How many must die, you ask? Good question. A couple of billion would give you a fighting chance of sorting all this out for good, and of establishing a sustainable civilisation. Three billion would make the place completely comfortable. I’d go for that sort of level, if I were you. Forty percent of humanity: yep, that’s pretty much what we’re talking here.


Of course it’s not going to be easy. I never said it would be. No, I’m not going to eliminate whole ethnic groups, and nor am I going to choose between faiths. You’re kidding yourself if you think you’re more faithful than anyone else. All of this earth’s creeds are roughly the same, ie mostly good, but each and every one of them has some pretty spectacular aberrations.


I don’t pick favourites. It’s down to you to sort this out. If I have to get involved, I will insist that anything I do is based on your decision and on your terms. And when I say you, I mean all of you. There is only one human race: you finally got that part right.
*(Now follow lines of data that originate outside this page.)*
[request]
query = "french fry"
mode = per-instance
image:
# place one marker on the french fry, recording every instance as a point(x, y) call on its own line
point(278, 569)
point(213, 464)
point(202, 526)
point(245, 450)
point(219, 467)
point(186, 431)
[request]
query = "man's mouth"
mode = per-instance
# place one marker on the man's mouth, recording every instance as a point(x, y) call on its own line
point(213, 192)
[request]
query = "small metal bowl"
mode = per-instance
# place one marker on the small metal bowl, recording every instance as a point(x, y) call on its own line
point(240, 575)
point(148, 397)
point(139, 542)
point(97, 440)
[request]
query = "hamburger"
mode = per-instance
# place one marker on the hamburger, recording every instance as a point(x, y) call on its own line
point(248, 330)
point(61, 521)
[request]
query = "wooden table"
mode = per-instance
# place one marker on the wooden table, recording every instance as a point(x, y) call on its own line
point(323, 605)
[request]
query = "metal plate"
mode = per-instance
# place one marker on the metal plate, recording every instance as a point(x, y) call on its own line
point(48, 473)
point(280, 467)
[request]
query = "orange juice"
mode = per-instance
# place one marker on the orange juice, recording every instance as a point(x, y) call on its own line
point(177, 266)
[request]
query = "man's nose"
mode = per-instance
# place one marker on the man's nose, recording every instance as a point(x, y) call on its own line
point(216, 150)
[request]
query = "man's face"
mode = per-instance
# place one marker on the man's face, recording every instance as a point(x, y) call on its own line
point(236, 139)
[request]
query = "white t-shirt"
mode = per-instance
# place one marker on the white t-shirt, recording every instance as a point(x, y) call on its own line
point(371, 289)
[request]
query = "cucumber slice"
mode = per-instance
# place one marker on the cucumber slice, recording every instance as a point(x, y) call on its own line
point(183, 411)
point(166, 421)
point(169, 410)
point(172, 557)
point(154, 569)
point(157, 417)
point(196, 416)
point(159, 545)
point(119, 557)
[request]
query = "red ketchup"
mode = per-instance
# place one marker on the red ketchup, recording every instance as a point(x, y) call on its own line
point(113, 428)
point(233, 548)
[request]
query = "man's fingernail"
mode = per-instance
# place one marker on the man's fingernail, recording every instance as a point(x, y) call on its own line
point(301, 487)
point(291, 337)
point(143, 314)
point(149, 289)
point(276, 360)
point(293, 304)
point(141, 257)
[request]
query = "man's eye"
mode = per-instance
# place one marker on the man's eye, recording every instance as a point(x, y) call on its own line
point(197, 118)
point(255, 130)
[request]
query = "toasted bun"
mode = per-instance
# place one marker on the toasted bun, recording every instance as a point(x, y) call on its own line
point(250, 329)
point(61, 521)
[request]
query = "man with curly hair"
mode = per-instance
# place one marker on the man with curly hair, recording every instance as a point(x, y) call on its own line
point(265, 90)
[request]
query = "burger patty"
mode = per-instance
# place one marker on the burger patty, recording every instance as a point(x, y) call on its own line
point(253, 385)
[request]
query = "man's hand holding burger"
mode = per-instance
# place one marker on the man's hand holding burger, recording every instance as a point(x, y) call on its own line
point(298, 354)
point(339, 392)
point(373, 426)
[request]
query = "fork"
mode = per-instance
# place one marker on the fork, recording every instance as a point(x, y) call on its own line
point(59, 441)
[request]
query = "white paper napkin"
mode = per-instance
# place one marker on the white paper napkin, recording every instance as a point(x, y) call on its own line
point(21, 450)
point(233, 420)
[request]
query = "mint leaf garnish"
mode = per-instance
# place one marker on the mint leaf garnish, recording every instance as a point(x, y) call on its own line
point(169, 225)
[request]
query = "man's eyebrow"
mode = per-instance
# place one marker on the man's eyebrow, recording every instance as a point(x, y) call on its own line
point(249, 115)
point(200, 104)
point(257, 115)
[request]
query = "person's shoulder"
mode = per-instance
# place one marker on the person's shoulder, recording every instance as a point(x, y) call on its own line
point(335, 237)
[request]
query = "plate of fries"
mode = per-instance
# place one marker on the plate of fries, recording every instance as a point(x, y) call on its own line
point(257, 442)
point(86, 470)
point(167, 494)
OK, you say that you’re going to need some time to think about this. No, you can’t have ten years. One year - that’s all I’m giving you. This time next year, to the day, I’ll be back. Then it’ll be either your common answer or my Last Judgement. Do we have a deal? Yes, of course you don't have a choice. By Godly standards, I’m being very reasonable here, but there’s still Hell to pay. No, I’m not going to tell you what that means. I’m not going to waste my time going through the niceties of Heavenly pecuniary administration with mere mortals. That would be like trying to explain all those dinosaur skeletons to you, utterly pointless.


I’ll be seeing you next year then, it would appear. Don’t even think of missing your deadline. It’s a bit of a cliché I admit, but you wouldn’t like me when I’m angry.